Juste avant la frontière, la pluie et le vent semblaient s'apaiser un peu. Jusqu'à ce que j'arrive au premier des trois guichets.
Le guichet 1 est le contrôle des passeports.
Le guichet 2 est la douane.
Le guichet 3 est le contrôle de police, ici, on vérifie s'il reste des contraventions à payer ou si des infractions au code de la route ont été enregistrées par l'une des nombreuses caméras de surveillance.
Contrôle des passeports, casque delevé, lunettes enlevées, regarder dans la caméra, le tout sous un fort orage, contre lequel le vaste abri n'a pas beaucoup aidé.
Au deuxième guichet, la pluie et la tempête étaient devenues encore plus intenses, le contrôle douanier a été omis, je suis passé à travers.
Le guichet trois est situé à environ 200 m des précédents. J'étais au troisième rang sous le toit inutile. La pluie et la tempête devenaient encore plus intenses. Je suis descendu et me suis blotti dans une niche pour trouver un peu de protection.

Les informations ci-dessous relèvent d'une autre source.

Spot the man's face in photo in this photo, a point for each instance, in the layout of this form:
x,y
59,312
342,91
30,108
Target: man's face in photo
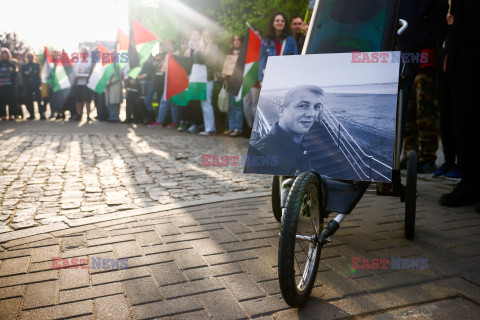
x,y
300,112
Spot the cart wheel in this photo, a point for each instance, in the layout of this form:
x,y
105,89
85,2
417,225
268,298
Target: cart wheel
x,y
276,199
411,195
299,251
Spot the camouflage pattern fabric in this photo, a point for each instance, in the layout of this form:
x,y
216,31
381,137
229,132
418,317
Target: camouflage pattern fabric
x,y
422,123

Du bureau de la frontière, on m’a fait signe de venir. Un geste vraiment aimable de la part des deux agents. J'ai pu montrer mes papiers de véhicule et prendre place. En raison de l'orage, les ordinateurs étaient en panne, nous devions attendre qu'un technicien rétablisse la connexion.
J'ai pu le voir, mais les gardes frontières ne l'ont pas vu, un éclair éblouissant et presque simultanément le tonnerre. Les gardes ont cherché à se protéger, se regardant perturbés, ils m'ont regardé et ont compris qu'il ne s'agissait pas d'une attaque, mais simplement d'un éclair.🤷♂️
La pluie et la tempête, comme je ne les avais jamais vécues, se sont apaisées, les ordinateurs fonctionnaient à nouveau, ma boule au ventre s'est intensifiée. J'avais reçu une contravention il y a deux jours, et comme c'était le week-end, je n'avais pas pu la payer, mais apparemment, elle n'était pas encore enregistrée dans leur système, sinon je ne serais pas passé la frontière.
J'ai eu de la chance et j'ai économisé 36€, car il n'y a pas d'accord avec la Turquie.
Donc, me voilà maintenant trempé en Grèce, dans le premier hôtel, je me suis d'abord séché, cela fait du bien.
Le dîner a eu lieu dans un hôtel familial. Les Grecs sont tout de même un tout autre type de personnes. Beaucoup plus chaleureux, pas si réservés, on va voir si cette impression se renforce.